However in practice, in such a database I would want information to identify what the customer actually supplied (what sort of bag, what sort of protector, what cables etc). To do so a free text field would be required adjacent to each drop down list items selected.
But within Mangers sales order / Invoice it would probably work better again to use zero value Non inventory Items, for example “Customer bag”, “Customer protector” etc. More specific information could then be added to each description as required.
In my opinion if Manager has multi-select lists added it should be a separate new data entry type so as not to compromise the usability of the single selections lists required for the majority of Managers use cases.
If I understood the case study, in my opinion, ,now that line custom fields is available on transaction forms, you can also handle this issue by creating line custom fields on the transaction forms.
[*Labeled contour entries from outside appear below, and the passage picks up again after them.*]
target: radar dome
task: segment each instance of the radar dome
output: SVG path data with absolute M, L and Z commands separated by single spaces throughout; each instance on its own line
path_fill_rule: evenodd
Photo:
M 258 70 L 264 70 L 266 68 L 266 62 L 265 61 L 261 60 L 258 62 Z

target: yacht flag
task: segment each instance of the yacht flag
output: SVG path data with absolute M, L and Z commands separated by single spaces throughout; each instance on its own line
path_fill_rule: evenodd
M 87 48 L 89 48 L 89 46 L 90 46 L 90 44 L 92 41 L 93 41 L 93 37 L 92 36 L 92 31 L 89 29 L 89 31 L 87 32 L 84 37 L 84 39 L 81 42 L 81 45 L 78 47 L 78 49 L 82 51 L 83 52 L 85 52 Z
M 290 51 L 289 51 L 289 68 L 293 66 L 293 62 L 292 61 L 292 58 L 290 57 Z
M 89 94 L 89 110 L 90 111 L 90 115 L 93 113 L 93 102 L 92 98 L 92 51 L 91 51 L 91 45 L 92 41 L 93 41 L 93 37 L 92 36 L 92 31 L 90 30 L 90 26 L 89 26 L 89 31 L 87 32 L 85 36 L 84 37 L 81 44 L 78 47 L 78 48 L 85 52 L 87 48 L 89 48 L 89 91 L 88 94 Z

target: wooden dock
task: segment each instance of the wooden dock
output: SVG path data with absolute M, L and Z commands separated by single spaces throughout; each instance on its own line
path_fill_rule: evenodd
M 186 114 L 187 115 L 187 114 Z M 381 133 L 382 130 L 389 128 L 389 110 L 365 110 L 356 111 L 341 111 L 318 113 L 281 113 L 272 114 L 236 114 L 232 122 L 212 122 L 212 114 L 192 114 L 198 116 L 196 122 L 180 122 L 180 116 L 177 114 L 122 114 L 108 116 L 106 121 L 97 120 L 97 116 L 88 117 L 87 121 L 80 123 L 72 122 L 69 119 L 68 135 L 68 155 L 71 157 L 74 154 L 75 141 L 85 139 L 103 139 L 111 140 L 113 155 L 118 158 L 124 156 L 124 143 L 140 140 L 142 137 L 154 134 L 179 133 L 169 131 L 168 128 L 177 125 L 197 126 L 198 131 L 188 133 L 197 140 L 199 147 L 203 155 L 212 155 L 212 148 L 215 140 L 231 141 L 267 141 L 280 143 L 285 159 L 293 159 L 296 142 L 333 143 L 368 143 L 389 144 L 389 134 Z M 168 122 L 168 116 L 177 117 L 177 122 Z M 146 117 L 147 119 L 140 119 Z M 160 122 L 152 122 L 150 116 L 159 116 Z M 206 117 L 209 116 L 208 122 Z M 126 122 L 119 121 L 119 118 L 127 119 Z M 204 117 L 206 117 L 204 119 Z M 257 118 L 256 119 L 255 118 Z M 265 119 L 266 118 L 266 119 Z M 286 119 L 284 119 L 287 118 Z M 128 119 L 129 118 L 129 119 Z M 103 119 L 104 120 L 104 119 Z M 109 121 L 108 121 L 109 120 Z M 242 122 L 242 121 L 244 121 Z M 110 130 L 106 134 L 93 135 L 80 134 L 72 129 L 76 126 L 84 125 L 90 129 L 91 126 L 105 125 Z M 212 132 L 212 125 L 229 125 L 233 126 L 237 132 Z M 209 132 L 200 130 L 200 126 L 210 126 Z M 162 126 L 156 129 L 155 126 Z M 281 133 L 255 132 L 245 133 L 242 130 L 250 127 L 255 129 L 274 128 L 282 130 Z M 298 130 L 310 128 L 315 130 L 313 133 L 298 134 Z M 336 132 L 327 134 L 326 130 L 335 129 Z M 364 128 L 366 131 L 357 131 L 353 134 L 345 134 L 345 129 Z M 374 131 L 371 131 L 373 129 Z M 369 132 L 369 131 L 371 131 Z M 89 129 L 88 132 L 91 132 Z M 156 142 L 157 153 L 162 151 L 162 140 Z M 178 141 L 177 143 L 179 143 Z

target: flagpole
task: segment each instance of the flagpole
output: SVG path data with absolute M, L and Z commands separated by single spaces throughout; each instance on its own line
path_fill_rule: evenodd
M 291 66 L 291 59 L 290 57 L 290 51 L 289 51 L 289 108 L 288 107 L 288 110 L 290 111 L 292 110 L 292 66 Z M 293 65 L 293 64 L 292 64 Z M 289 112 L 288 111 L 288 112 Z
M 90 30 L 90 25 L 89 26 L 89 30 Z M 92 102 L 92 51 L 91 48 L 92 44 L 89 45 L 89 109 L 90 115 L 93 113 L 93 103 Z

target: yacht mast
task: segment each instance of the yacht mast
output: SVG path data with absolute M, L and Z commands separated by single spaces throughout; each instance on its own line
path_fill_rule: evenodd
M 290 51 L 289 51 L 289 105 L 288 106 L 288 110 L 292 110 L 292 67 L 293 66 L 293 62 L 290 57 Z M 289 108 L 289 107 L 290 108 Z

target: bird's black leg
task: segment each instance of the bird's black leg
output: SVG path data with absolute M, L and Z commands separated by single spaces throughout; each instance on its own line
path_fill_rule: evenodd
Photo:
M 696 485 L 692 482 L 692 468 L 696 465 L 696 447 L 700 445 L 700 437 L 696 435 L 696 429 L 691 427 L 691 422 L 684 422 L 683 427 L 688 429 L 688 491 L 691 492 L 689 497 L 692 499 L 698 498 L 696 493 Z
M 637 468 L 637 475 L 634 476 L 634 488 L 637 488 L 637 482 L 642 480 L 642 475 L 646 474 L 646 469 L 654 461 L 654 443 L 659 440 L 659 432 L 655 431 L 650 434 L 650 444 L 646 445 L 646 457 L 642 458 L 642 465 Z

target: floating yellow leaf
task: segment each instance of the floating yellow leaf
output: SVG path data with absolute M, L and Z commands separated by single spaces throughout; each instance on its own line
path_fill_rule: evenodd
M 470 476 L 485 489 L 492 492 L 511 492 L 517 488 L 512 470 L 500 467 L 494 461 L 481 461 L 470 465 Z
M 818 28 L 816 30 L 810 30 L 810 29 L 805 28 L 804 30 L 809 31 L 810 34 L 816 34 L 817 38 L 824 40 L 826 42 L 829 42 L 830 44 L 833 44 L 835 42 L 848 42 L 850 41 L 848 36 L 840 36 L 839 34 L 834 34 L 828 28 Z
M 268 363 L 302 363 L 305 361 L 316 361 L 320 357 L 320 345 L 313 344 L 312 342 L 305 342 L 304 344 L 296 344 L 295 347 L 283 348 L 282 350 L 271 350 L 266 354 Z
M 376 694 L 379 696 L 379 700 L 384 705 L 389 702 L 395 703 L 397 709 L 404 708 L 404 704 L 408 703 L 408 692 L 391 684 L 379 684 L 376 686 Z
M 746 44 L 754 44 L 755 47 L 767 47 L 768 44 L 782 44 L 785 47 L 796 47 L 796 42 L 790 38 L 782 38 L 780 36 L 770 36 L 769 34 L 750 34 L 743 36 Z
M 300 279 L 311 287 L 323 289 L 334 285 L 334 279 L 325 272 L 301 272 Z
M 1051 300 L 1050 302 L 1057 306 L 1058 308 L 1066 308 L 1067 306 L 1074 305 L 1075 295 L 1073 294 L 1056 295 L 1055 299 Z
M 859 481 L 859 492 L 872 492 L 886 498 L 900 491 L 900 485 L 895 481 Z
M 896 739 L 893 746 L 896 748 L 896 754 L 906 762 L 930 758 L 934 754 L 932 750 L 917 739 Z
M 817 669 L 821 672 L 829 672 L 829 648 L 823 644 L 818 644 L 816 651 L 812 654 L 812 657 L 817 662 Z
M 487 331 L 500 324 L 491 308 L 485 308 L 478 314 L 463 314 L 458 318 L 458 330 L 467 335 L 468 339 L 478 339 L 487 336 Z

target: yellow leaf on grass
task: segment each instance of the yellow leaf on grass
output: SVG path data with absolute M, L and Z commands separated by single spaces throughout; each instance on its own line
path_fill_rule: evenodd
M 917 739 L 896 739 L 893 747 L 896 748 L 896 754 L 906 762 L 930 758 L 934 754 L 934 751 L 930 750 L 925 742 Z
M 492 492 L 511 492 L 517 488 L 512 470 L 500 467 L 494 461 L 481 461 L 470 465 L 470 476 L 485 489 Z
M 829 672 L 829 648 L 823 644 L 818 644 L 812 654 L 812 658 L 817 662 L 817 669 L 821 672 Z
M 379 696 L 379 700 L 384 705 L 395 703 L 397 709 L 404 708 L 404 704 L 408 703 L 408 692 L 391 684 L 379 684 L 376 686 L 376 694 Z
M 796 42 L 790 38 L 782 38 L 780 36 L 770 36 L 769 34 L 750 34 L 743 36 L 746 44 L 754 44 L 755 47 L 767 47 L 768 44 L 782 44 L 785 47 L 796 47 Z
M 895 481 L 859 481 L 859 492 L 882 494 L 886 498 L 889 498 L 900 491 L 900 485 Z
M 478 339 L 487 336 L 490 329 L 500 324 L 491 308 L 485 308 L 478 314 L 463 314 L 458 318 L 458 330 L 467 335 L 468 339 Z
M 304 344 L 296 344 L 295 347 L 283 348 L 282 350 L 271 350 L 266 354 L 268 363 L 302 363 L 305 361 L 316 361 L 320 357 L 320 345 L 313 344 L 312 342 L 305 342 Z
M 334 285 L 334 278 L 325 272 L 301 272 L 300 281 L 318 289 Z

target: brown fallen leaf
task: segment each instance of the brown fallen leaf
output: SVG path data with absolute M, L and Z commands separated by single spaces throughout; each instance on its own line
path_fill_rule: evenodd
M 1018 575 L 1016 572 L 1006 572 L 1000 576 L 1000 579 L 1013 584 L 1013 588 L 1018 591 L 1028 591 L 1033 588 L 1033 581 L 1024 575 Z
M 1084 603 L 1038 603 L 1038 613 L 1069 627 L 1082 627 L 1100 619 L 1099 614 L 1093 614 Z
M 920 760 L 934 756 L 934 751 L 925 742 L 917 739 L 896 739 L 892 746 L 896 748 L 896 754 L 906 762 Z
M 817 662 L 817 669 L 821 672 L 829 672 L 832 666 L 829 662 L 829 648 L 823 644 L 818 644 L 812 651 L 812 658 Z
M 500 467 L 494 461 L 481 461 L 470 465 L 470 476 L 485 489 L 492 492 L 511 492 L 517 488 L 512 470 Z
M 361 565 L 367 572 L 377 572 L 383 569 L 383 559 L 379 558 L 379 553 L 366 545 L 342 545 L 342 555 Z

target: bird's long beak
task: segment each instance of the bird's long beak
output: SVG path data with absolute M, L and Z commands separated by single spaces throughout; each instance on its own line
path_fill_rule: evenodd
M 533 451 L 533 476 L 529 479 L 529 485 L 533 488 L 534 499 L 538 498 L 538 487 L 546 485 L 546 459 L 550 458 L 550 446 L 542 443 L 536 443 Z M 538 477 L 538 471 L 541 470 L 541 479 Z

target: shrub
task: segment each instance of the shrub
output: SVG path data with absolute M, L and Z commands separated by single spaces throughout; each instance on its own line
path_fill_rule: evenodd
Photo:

You can then use multiple lines to record the difference items and in each case select the appropriate option for each item.
For the only actual use case describe in this thread, that is very unlikely.
There is no reason an invoice for the repair of a customers electronic device should not specify the equipment supplied for repair, and that the customer supplied equipment was done at zero cost.
There maybe another use cases which creates a legal problem for a user with a specific problem in a specific jurisdiction, however such a use case has not been describe here.
Create a customer and copy this customer to supplier so the customer is both a buyer and a seller
Create as many non-inventory items in settings such as example below, where both When sold and When purchased are allocated to the income account created in point 1 above and where you could autofill the amounts to 0 (no value) :
Sorry @Patch my mistake to answer a request by @compuit but my solution would address the second point you raised where you can select and write descriptions in the absence of any other solution that would do the same at the moment.